Zeca tomou a mesma atitude, alegando agressões da torcida e falta do depósito do FGTS, em outubro de 2017. O Santos garante que está tudo em dia, desde a gestão passada, comprovado pela nova direção. Passados quase três meses, o lateral segue vinculado ao Santos. O Flamengo queria contratá-lo, mas desistiu por ordem do departamento jurídico. Situações muito parecidas e com os mesmos representantes, curiosamente.

Penso que não deva existir um boicote aos atletas, mas os clubes que investiram muito dinheiro na formação dos dois, merecem um ressarcimento justo. Se eles estão insatisfeitos, busquem uma saída “legal”(no sentido da amizade). Sou da tese de que nenhum clube deveria contratá-los via liberação judicial. Quem fizer isso, pode provar do próprio veneno, em seguida. Os clubes precisam se unir, mantendo suas contas em dia, evidentemente.

No final da década de 90 e início de 2000, a advogada Gislaine Nunes se tornou o terror dos tribunais, conseguindo rescisões via Justiça do Trabalho. Tudo porque os clubes tinham gestões temerárias. O zagueiro Márcio Santos, campeão do Mundo em 1994, processou o Santos e não conseguiu mais atuar em grandes clubes, até o fim da carreira.
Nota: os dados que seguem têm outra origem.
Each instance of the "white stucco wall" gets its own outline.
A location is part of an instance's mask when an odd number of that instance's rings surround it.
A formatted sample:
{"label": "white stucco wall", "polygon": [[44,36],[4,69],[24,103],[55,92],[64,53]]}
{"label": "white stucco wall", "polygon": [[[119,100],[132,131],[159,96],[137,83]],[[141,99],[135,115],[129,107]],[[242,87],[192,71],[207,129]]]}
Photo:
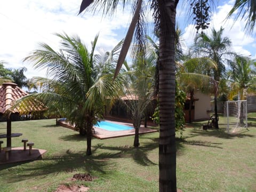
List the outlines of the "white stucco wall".
{"label": "white stucco wall", "polygon": [[195,102],[195,120],[206,120],[210,118],[207,111],[211,110],[211,96],[197,91],[194,98],[198,99]]}

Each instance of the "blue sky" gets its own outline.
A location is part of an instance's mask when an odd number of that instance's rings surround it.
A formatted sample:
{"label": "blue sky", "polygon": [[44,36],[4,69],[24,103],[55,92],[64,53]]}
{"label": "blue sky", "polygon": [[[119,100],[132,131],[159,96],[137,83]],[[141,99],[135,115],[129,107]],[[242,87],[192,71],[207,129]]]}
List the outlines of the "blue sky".
{"label": "blue sky", "polygon": [[[256,37],[244,33],[244,21],[238,20],[233,28],[233,18],[223,22],[234,1],[219,2],[210,27],[214,26],[218,30],[223,26],[225,29],[223,36],[230,38],[234,51],[256,59]],[[6,67],[27,67],[25,75],[28,78],[44,76],[45,71],[35,70],[29,63],[22,61],[30,52],[38,47],[39,42],[46,43],[58,49],[59,39],[53,34],[63,31],[69,35],[78,35],[88,47],[99,33],[98,47],[111,50],[125,36],[131,19],[129,10],[121,11],[120,9],[112,17],[103,18],[101,14],[92,15],[91,13],[77,16],[81,2],[81,0],[9,0],[2,2],[0,6],[0,60],[9,63]],[[177,20],[183,32],[184,42],[189,46],[196,33],[193,23],[188,22],[187,12],[180,3]]]}

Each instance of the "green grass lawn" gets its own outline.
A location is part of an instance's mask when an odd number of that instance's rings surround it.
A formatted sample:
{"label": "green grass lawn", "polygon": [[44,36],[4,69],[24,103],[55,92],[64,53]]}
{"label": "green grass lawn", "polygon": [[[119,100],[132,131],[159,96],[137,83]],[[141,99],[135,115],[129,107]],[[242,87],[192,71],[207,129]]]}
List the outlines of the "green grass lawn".
{"label": "green grass lawn", "polygon": [[[222,119],[220,119],[222,120]],[[183,139],[177,133],[177,186],[185,191],[256,191],[256,113],[249,114],[249,130],[229,135],[220,129],[202,130],[205,122],[188,125]],[[22,138],[46,149],[42,159],[0,165],[0,191],[54,191],[60,185],[84,185],[90,191],[157,191],[158,133],[92,141],[93,155],[85,155],[86,142],[77,132],[55,125],[55,119],[12,123],[12,147]],[[0,134],[6,123],[0,123]],[[6,140],[3,139],[4,145]],[[70,180],[89,173],[93,181]]]}

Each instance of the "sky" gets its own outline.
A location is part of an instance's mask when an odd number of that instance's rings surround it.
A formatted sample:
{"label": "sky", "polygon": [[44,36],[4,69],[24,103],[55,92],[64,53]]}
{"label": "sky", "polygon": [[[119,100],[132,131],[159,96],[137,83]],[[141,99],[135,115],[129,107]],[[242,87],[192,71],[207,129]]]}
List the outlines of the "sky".
{"label": "sky", "polygon": [[[101,13],[83,13],[78,15],[82,0],[9,0],[0,6],[0,61],[7,63],[5,67],[18,69],[25,67],[27,78],[45,76],[45,70],[34,69],[31,63],[22,62],[29,53],[38,49],[38,43],[48,44],[58,50],[60,39],[54,34],[65,33],[78,35],[88,49],[95,35],[99,34],[97,47],[110,51],[124,38],[129,22],[130,11],[118,9],[111,17],[102,18]],[[210,28],[225,28],[223,37],[232,42],[233,51],[256,59],[256,36],[245,34],[244,21],[234,24],[234,18],[223,21],[234,0],[220,1],[212,15]],[[177,21],[183,31],[185,44],[193,43],[196,30],[188,20],[187,9],[180,3]],[[149,18],[150,15],[149,15]],[[234,24],[234,25],[233,25]],[[233,27],[231,27],[233,26]],[[208,30],[209,33],[210,29]],[[254,33],[255,34],[255,33]]]}

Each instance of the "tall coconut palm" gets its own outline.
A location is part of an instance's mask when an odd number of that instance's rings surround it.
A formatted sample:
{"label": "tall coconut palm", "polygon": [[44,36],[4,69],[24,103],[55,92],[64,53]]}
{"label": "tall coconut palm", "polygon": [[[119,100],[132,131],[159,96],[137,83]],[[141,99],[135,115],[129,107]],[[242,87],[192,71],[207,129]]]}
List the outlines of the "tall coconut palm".
{"label": "tall coconut palm", "polygon": [[[132,2],[133,13],[131,25],[122,46],[115,76],[118,73],[126,55],[135,30],[135,39],[139,44],[145,43],[143,34],[143,19],[146,5],[151,3],[153,17],[155,22],[155,32],[159,34],[159,103],[160,116],[160,135],[159,142],[159,191],[176,191],[176,147],[175,142],[174,106],[175,92],[175,18],[176,9],[179,0],[83,0],[79,13],[90,4],[93,7],[100,7],[104,13],[112,13],[122,2],[123,7]],[[207,1],[191,1],[193,5],[199,5],[200,8],[207,4]],[[189,5],[190,4],[189,3]],[[209,9],[209,7],[207,8]],[[202,10],[202,9],[198,11]],[[199,14],[203,21],[201,27],[204,27],[205,21],[209,14],[205,12]],[[136,29],[136,30],[135,30]],[[141,46],[140,47],[142,47]]]}
{"label": "tall coconut palm", "polygon": [[[32,52],[25,61],[35,68],[47,69],[50,79],[40,79],[45,92],[34,93],[18,100],[20,109],[27,111],[26,105],[35,101],[52,109],[75,124],[82,134],[86,133],[86,155],[91,155],[92,128],[102,117],[106,102],[122,90],[119,76],[113,81],[117,56],[121,44],[103,55],[94,54],[98,36],[89,52],[77,36],[56,34],[60,38],[60,50],[54,51],[46,44]],[[43,89],[43,90],[44,90]]]}
{"label": "tall coconut palm", "polygon": [[146,114],[147,107],[153,99],[153,85],[155,67],[151,57],[137,54],[131,68],[126,67],[128,83],[125,93],[127,97],[125,103],[131,114],[135,129],[135,147],[139,146],[139,132],[141,120]]}
{"label": "tall coconut palm", "polygon": [[[195,38],[193,47],[194,53],[209,57],[216,62],[217,68],[213,69],[213,77],[218,82],[220,82],[225,73],[225,57],[234,54],[229,51],[231,41],[228,37],[222,37],[223,30],[222,27],[219,31],[213,28],[210,35],[204,33],[198,34]],[[214,114],[216,122],[215,127],[218,129],[217,97],[214,97]]]}

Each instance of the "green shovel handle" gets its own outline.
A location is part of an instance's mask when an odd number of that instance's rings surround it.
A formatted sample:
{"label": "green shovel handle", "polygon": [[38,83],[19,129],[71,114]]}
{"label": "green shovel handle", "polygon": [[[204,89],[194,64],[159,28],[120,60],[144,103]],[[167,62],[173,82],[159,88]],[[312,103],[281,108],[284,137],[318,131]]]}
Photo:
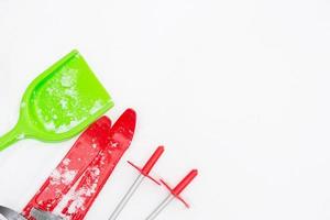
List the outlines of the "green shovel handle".
{"label": "green shovel handle", "polygon": [[18,142],[23,138],[23,134],[21,130],[15,127],[13,130],[4,134],[3,136],[0,136],[0,151],[6,150],[11,144]]}

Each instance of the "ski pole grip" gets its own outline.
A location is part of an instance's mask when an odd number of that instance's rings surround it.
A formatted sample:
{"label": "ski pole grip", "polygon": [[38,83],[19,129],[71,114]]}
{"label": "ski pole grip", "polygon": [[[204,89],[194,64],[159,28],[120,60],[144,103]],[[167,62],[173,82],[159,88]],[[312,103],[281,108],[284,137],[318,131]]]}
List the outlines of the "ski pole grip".
{"label": "ski pole grip", "polygon": [[187,188],[187,186],[194,180],[194,178],[198,175],[197,169],[193,169],[174,189],[173,194],[175,196],[179,196],[182,191]]}
{"label": "ski pole grip", "polygon": [[155,166],[162,154],[164,153],[164,146],[158,146],[158,148],[154,152],[154,154],[150,157],[150,160],[146,162],[144,167],[142,168],[142,174],[147,176],[152,168]]}

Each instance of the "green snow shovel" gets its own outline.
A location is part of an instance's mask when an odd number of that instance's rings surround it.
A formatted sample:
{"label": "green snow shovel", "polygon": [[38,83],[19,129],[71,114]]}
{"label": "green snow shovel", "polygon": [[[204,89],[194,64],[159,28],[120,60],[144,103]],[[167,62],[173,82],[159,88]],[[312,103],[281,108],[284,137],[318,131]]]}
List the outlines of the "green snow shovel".
{"label": "green snow shovel", "polygon": [[113,107],[82,56],[73,51],[26,89],[18,124],[0,138],[0,151],[30,138],[45,142],[75,136]]}

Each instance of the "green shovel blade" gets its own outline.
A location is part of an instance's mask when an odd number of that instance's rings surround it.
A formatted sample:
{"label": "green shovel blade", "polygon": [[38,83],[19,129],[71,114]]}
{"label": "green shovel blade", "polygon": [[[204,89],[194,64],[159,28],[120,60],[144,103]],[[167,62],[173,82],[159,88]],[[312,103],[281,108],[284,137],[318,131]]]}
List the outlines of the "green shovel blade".
{"label": "green shovel blade", "polygon": [[113,107],[82,56],[73,51],[26,89],[15,128],[0,138],[0,151],[24,138],[64,141]]}

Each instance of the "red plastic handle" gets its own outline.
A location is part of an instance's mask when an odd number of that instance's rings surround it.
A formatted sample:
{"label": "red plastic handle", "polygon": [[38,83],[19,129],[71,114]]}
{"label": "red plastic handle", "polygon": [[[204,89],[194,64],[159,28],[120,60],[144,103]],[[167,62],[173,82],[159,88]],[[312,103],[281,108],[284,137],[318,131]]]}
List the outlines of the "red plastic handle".
{"label": "red plastic handle", "polygon": [[156,179],[151,177],[148,174],[153,169],[153,167],[155,166],[157,161],[161,158],[164,151],[165,151],[164,146],[158,146],[157,150],[154,152],[154,154],[150,157],[150,160],[143,166],[143,168],[140,168],[139,166],[134,165],[132,162],[129,162],[129,164],[131,164],[134,168],[136,168],[143,176],[148,177],[151,180],[155,182],[157,185],[161,185]]}
{"label": "red plastic handle", "polygon": [[197,169],[193,169],[174,189],[169,187],[169,185],[161,180],[165,187],[170,191],[173,196],[175,196],[177,199],[179,199],[187,208],[189,208],[189,205],[180,197],[180,194],[187,186],[195,179],[195,177],[198,175]]}

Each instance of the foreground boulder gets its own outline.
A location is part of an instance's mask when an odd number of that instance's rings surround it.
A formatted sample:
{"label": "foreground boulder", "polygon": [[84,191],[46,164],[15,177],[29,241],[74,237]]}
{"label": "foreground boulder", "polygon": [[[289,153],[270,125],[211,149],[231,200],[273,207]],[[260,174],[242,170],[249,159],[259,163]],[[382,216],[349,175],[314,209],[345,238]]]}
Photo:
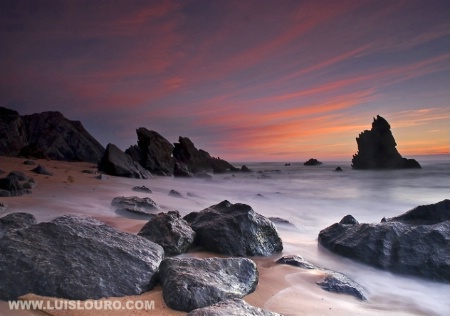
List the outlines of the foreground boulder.
{"label": "foreground boulder", "polygon": [[108,144],[98,164],[98,170],[112,176],[148,179],[151,173],[121,151],[116,145]]}
{"label": "foreground boulder", "polygon": [[246,258],[167,258],[159,267],[163,298],[172,309],[194,309],[253,292],[256,264]]}
{"label": "foreground boulder", "polygon": [[92,218],[58,217],[7,232],[0,242],[0,299],[27,293],[86,300],[153,288],[163,249]]}
{"label": "foreground boulder", "polygon": [[379,224],[341,221],[319,233],[325,248],[375,267],[450,282],[450,201],[417,207]]}
{"label": "foreground boulder", "polygon": [[356,142],[358,152],[352,159],[354,169],[421,168],[416,160],[402,158],[395,148],[397,143],[391,126],[379,115],[373,119],[372,129],[359,134]]}
{"label": "foreground boulder", "polygon": [[198,308],[187,314],[187,316],[280,316],[280,314],[254,307],[244,300],[235,298],[222,301],[211,306]]}
{"label": "foreground boulder", "polygon": [[166,255],[179,255],[192,245],[195,232],[180,213],[172,211],[153,217],[138,235],[162,246]]}
{"label": "foreground boulder", "polygon": [[320,268],[306,261],[305,259],[303,259],[303,257],[295,255],[284,256],[278,259],[277,263],[288,264],[302,269],[317,270],[323,272],[325,274],[325,278],[321,282],[318,282],[317,285],[319,285],[325,291],[339,294],[348,294],[356,297],[361,301],[367,300],[364,288],[355,281],[351,280],[345,274]]}
{"label": "foreground boulder", "polygon": [[275,225],[247,204],[223,201],[185,216],[196,244],[232,256],[268,256],[283,250]]}

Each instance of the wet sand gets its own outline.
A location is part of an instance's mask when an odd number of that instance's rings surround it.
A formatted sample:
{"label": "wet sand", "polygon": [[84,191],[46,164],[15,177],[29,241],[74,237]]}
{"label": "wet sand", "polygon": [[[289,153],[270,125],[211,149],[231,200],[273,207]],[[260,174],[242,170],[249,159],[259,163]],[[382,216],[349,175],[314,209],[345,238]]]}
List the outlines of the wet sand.
{"label": "wet sand", "polygon": [[[107,176],[106,180],[99,180],[95,174],[83,173],[83,170],[95,171],[92,163],[84,162],[58,162],[35,160],[52,172],[53,176],[37,175],[30,172],[35,166],[24,165],[23,158],[0,157],[0,169],[6,173],[10,171],[23,171],[34,178],[38,185],[30,195],[20,197],[0,198],[7,204],[7,209],[0,213],[4,216],[12,212],[29,212],[36,216],[39,222],[48,221],[63,214],[78,214],[92,216],[119,230],[137,233],[146,223],[139,216],[123,217],[111,208],[111,200],[119,195],[145,194],[131,191],[131,187],[142,185],[141,180],[124,179]],[[148,181],[148,180],[147,180]],[[178,182],[170,179],[154,178],[151,195],[162,206],[164,211],[183,209],[199,211],[209,202],[178,199],[169,197],[169,189],[180,189]],[[146,184],[147,185],[147,184]],[[92,201],[95,201],[93,203]],[[257,263],[259,270],[259,284],[254,293],[244,297],[249,304],[271,310],[284,315],[422,315],[420,311],[405,311],[403,307],[395,307],[379,302],[360,302],[348,295],[329,293],[316,285],[323,279],[323,275],[316,271],[307,271],[287,265],[275,264],[275,260],[282,255],[267,258],[251,258]],[[206,252],[191,252],[185,256],[194,257],[221,257]],[[57,300],[51,297],[40,297],[28,294],[21,300]],[[110,298],[111,299],[111,298]],[[8,303],[0,301],[0,315],[185,315],[185,312],[174,311],[168,308],[162,297],[160,286],[152,291],[138,296],[115,298],[125,304],[128,300],[154,301],[153,310],[41,310],[41,311],[12,311]],[[54,306],[54,305],[51,305]]]}

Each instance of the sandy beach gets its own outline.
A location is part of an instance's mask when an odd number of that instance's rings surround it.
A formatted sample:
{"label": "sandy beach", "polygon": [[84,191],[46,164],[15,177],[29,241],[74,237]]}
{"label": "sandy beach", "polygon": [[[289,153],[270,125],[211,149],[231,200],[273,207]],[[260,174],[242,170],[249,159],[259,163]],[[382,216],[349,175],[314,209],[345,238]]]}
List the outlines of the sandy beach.
{"label": "sandy beach", "polygon": [[[106,179],[96,178],[96,174],[83,173],[83,170],[96,171],[92,163],[62,162],[35,160],[53,173],[53,176],[37,175],[30,170],[34,166],[24,165],[23,158],[0,157],[0,169],[6,176],[10,171],[23,171],[34,178],[37,187],[32,194],[19,197],[0,198],[7,209],[0,216],[12,212],[29,212],[36,216],[39,222],[48,221],[63,214],[78,214],[92,216],[119,230],[137,233],[146,223],[145,219],[124,217],[111,208],[111,199],[120,195],[141,195],[131,191],[135,185],[142,185],[140,180],[124,179],[106,176]],[[173,178],[154,178],[147,180],[152,183],[152,199],[161,205],[164,211],[182,209],[186,212],[201,210],[204,205],[190,199],[177,199],[167,195],[169,189],[185,190],[186,182],[177,182]],[[95,202],[93,202],[95,201]],[[205,201],[207,205],[209,202]],[[200,203],[202,204],[202,203]],[[259,285],[254,293],[244,297],[244,300],[254,306],[265,308],[284,315],[421,315],[414,307],[396,307],[383,300],[360,302],[348,295],[326,292],[316,285],[323,279],[323,274],[317,271],[307,271],[299,268],[275,264],[281,253],[272,257],[251,258],[258,266]],[[206,252],[190,252],[183,256],[220,257]],[[25,295],[21,300],[54,301],[57,298],[40,297],[34,294]],[[16,311],[10,310],[8,303],[0,302],[0,315],[185,315],[174,311],[164,304],[161,286],[139,296],[108,298],[108,300],[126,302],[154,301],[153,310],[40,310]]]}

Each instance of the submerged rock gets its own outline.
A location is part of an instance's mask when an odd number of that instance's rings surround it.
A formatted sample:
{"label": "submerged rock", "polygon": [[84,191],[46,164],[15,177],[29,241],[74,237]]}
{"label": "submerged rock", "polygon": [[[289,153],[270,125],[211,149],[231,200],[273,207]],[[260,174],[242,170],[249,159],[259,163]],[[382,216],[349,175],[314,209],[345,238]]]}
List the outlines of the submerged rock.
{"label": "submerged rock", "polygon": [[[196,244],[232,256],[268,256],[283,250],[275,225],[247,204],[223,201],[185,216]],[[219,229],[220,228],[220,229]]]}
{"label": "submerged rock", "polygon": [[3,236],[0,299],[30,292],[74,300],[139,295],[153,288],[163,256],[145,238],[65,215]]}
{"label": "submerged rock", "polygon": [[138,235],[162,246],[165,254],[172,256],[189,249],[195,232],[175,211],[159,213],[142,227]]}
{"label": "submerged rock", "polygon": [[397,143],[391,126],[381,116],[373,119],[372,129],[365,130],[356,138],[358,152],[353,155],[354,169],[402,169],[421,168],[414,159],[403,158],[397,151]]}
{"label": "submerged rock", "polygon": [[172,309],[194,309],[253,292],[256,264],[246,258],[167,258],[159,267],[163,298]]}
{"label": "submerged rock", "polygon": [[381,269],[449,282],[449,204],[420,206],[379,224],[336,223],[318,240],[332,252]]}
{"label": "submerged rock", "polygon": [[367,300],[364,288],[345,274],[320,268],[306,261],[303,257],[296,255],[284,256],[278,259],[277,263],[289,264],[302,269],[321,271],[325,273],[325,278],[321,282],[317,282],[317,285],[325,291],[351,295],[361,301]]}
{"label": "submerged rock", "polygon": [[242,299],[230,299],[207,307],[198,308],[187,316],[281,316],[280,314],[251,306]]}

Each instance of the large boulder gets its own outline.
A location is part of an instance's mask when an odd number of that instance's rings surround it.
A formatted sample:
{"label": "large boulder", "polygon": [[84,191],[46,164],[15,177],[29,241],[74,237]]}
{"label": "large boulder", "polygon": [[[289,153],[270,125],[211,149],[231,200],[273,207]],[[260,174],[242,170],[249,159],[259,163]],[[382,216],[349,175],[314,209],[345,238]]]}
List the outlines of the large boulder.
{"label": "large boulder", "polygon": [[194,242],[195,232],[178,211],[170,211],[153,217],[138,235],[162,246],[164,253],[171,256],[186,252]]}
{"label": "large boulder", "polygon": [[193,310],[187,316],[281,316],[235,298]]}
{"label": "large boulder", "polygon": [[232,256],[268,256],[283,250],[275,225],[247,204],[223,201],[185,216],[206,250]]}
{"label": "large boulder", "polygon": [[450,281],[449,200],[421,206],[379,224],[341,221],[319,243],[348,258],[396,273]]}
{"label": "large boulder", "polygon": [[148,179],[152,175],[148,170],[121,151],[116,145],[108,144],[98,164],[98,170],[112,176]]}
{"label": "large boulder", "polygon": [[0,240],[0,299],[27,293],[74,300],[138,295],[155,284],[163,249],[74,215],[7,232]]}
{"label": "large boulder", "polygon": [[379,115],[373,119],[372,129],[359,134],[356,142],[358,152],[352,159],[354,169],[421,168],[416,160],[406,159],[400,155],[391,126]]}
{"label": "large boulder", "polygon": [[253,292],[256,264],[246,258],[166,258],[159,267],[163,298],[172,309],[194,309]]}

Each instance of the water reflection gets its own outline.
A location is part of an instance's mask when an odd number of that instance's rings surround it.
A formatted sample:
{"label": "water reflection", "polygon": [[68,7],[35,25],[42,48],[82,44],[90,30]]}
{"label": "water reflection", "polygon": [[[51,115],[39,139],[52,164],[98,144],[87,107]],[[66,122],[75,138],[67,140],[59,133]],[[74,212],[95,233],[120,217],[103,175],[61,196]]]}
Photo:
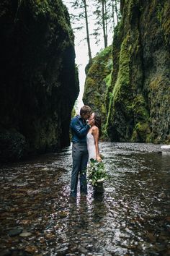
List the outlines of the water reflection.
{"label": "water reflection", "polygon": [[69,201],[71,149],[0,170],[2,255],[168,255],[170,155],[101,143],[109,179]]}

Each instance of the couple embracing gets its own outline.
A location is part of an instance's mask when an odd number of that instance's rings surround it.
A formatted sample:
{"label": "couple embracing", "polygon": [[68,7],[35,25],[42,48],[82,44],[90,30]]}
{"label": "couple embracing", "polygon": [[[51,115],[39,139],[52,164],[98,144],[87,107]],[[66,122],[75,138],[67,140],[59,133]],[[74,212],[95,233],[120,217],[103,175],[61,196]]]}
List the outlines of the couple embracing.
{"label": "couple embracing", "polygon": [[71,179],[71,197],[76,198],[79,176],[80,192],[87,195],[86,169],[88,160],[101,161],[99,150],[99,137],[101,128],[100,116],[92,113],[88,106],[84,106],[80,115],[73,117],[71,122],[72,133],[73,170]]}

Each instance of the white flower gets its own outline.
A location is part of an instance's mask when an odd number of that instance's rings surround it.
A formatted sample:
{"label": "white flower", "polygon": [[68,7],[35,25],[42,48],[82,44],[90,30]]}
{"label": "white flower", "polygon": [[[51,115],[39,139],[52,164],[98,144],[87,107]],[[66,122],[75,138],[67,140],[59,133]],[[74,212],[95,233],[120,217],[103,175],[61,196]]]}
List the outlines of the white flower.
{"label": "white flower", "polygon": [[102,179],[97,179],[97,182],[103,182],[103,181],[104,181],[104,178],[102,178]]}

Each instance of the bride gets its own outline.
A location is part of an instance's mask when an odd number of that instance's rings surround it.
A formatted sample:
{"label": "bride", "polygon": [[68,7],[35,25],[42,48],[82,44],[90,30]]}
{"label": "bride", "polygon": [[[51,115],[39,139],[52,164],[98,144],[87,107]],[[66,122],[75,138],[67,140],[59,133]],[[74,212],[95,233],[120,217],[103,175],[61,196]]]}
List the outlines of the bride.
{"label": "bride", "polygon": [[89,152],[89,161],[93,158],[98,162],[101,162],[102,159],[99,155],[99,137],[101,129],[101,119],[97,113],[91,114],[89,121],[94,119],[94,124],[91,126],[90,129],[86,135],[87,149]]}

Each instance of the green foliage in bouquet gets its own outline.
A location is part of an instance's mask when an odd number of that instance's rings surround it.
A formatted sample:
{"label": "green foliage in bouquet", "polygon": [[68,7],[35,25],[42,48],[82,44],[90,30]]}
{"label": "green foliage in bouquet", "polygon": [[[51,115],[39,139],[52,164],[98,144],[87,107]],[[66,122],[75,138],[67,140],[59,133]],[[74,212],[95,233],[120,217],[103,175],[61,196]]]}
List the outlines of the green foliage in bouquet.
{"label": "green foliage in bouquet", "polygon": [[107,179],[107,174],[103,162],[90,159],[90,163],[87,166],[87,177],[89,182],[94,186],[97,186]]}

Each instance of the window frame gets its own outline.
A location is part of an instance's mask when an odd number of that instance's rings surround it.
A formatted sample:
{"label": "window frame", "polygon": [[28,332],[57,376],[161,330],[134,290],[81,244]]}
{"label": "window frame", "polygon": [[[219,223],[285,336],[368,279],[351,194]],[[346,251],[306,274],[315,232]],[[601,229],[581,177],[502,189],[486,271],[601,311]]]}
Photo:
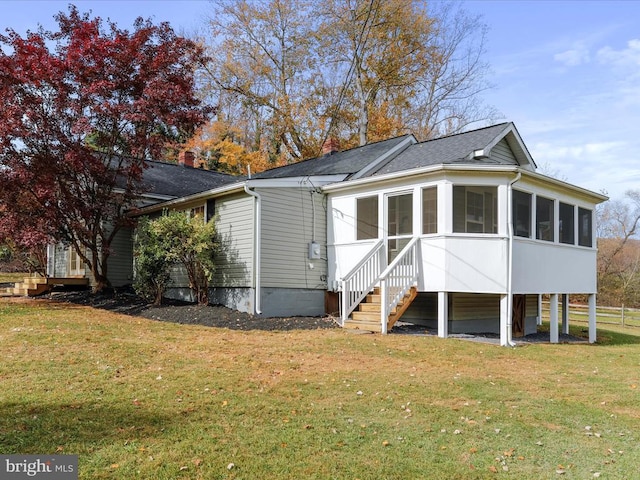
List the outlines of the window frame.
{"label": "window frame", "polygon": [[[563,211],[564,210],[564,211]],[[570,225],[565,226],[565,214],[571,212]],[[559,202],[558,205],[558,242],[565,245],[575,245],[576,244],[576,207],[575,205],[571,205],[570,203]]]}
{"label": "window frame", "polygon": [[[427,198],[426,193],[433,194]],[[438,233],[438,186],[422,188],[422,234],[433,235]]]}
{"label": "window frame", "polygon": [[[588,218],[586,232],[583,219]],[[585,237],[586,235],[586,237]],[[578,245],[581,247],[593,247],[593,210],[578,207]]]}
{"label": "window frame", "polygon": [[[531,220],[533,213],[533,195],[529,192],[514,189],[511,195],[511,222],[513,235],[521,238],[531,238]],[[520,214],[526,213],[526,218],[521,219]],[[519,225],[522,225],[521,229]]]}
{"label": "window frame", "polygon": [[[373,215],[370,215],[370,218],[363,218],[363,217],[367,217],[366,215],[362,215],[361,214],[361,202],[365,202],[365,201],[373,201],[374,204],[372,206],[370,206],[368,208],[368,213],[371,214],[374,212]],[[356,211],[355,211],[355,237],[356,240],[374,240],[374,239],[378,239],[380,238],[380,215],[379,215],[379,206],[380,206],[380,197],[378,195],[367,195],[364,197],[357,197],[356,198]],[[364,208],[365,205],[362,205],[362,213],[364,213]],[[364,221],[366,220],[375,220],[375,223],[371,223],[370,225],[365,224],[364,228],[361,228],[361,219]],[[375,231],[375,235],[373,234],[373,232]]]}
{"label": "window frame", "polygon": [[[464,194],[464,215],[460,218],[460,212],[457,211],[459,200],[458,195]],[[490,205],[487,205],[487,196],[491,196]],[[482,201],[482,217],[481,220],[477,219],[477,215],[471,212],[470,209],[477,209],[479,200]],[[476,201],[476,205],[470,205],[470,201]],[[482,235],[495,235],[498,233],[498,187],[495,185],[454,185],[453,186],[453,233],[468,233],[468,234],[482,234]],[[473,218],[476,217],[476,218]],[[464,230],[459,230],[458,225],[460,221],[464,223]],[[487,229],[487,225],[489,228]],[[472,231],[469,229],[469,225],[481,225],[481,231]]]}

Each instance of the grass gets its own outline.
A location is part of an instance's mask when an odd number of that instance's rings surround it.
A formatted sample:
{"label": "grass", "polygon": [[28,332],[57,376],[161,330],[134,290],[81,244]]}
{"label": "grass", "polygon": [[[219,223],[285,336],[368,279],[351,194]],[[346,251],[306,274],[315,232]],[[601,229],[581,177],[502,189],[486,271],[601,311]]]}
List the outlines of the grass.
{"label": "grass", "polygon": [[632,478],[631,333],[507,349],[0,301],[0,452],[86,479]]}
Foi um exemplo de boicote.

O quadro mudou para melhor. Há gestões responsáveis e mais fiscalizadas hoje. Existem as exceções, mas esses estão ficando para trás. O que não dá é só um lado pensar em lucrar. Isso eu acho errado. O Praetzel FC jamais negociaria, passando por cima das instituições. Afinal, elas que sustentam o futebol brasileiro e precisam ser fortes sempre. Mesmo que errem bastante.